Support Group

I tried pills first, and when I woke up the next morning, I decided to jump off a bridge. The bridge swayed under my feet that night as I stood beside my car, hazard lights still on. I walked a few feet. I thought about my son asleep next to Holly, my wife, who will soon be my ex-wife. I thought about my daughter growing inside of my wife, who will soon be my ex-wife. I thought about the man, with whom I had had the affair, and I realized that I didn’t want to die; I was just afraid of what would come next. I called Holly and asked for help.

I completed a 72-hour inpatient psychiatric evaluation, and then a two-week partial hospitalization program, and I emerge, if not better, then on my way to better. I find an online support group, a forum where hundreds of people from across the country who have tried to kill themselves at the end of relationships—most hiding behind screen names—share their stories.

Noose hung herself from a ceiling fan in a third-floor bedroom in a house she and her ex-husband bought to renovate and sell for a profit. The market tanked, as did her marriage, and he walked out. There’s nothing for me here, he told her. He packed three bags. He took their cat, Fitzgerald (as in F. Scott, an author she had introduced him to), and told her he wasn’t coming back. She thought she should be happy to be alone. She hadn’t really loved him in a while. But she wasn’t happy, and one night, after watching a movie on television based on a Nicholas Sparks’ book, she got a piece of rope out of the garage, tied what she thought was a tight enough noose, knotted it to the ceiling fan, dragged a chair underneath the fan, stood on it, tightened the noose around her neck, sang “Walking on Sunshine” to herself, and jumped off the chair before singing the last sunshine in the song. She hung there for several hours, pissed herself twice, and badly needed to eat before she decided she wasn’t going to die.

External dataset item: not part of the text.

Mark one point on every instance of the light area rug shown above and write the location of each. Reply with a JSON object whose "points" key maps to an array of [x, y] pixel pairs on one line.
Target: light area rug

Drano had only been with his girlfriend for six weeks before she told him she was pregnant with another man’s baby. She loved him, but thought he should know. They had been eating dinner in the kitchen when she told him. He didn’t say anything. He got up, opened the cabinet under the sink, pulled out a bottle of Drano, opened it and slugged it down. The Drano burned going down, he says. He passed out, woke up in a hospital; his now-ex-girlfriend had called 911 and had left him there. He hadn’t talked to her since.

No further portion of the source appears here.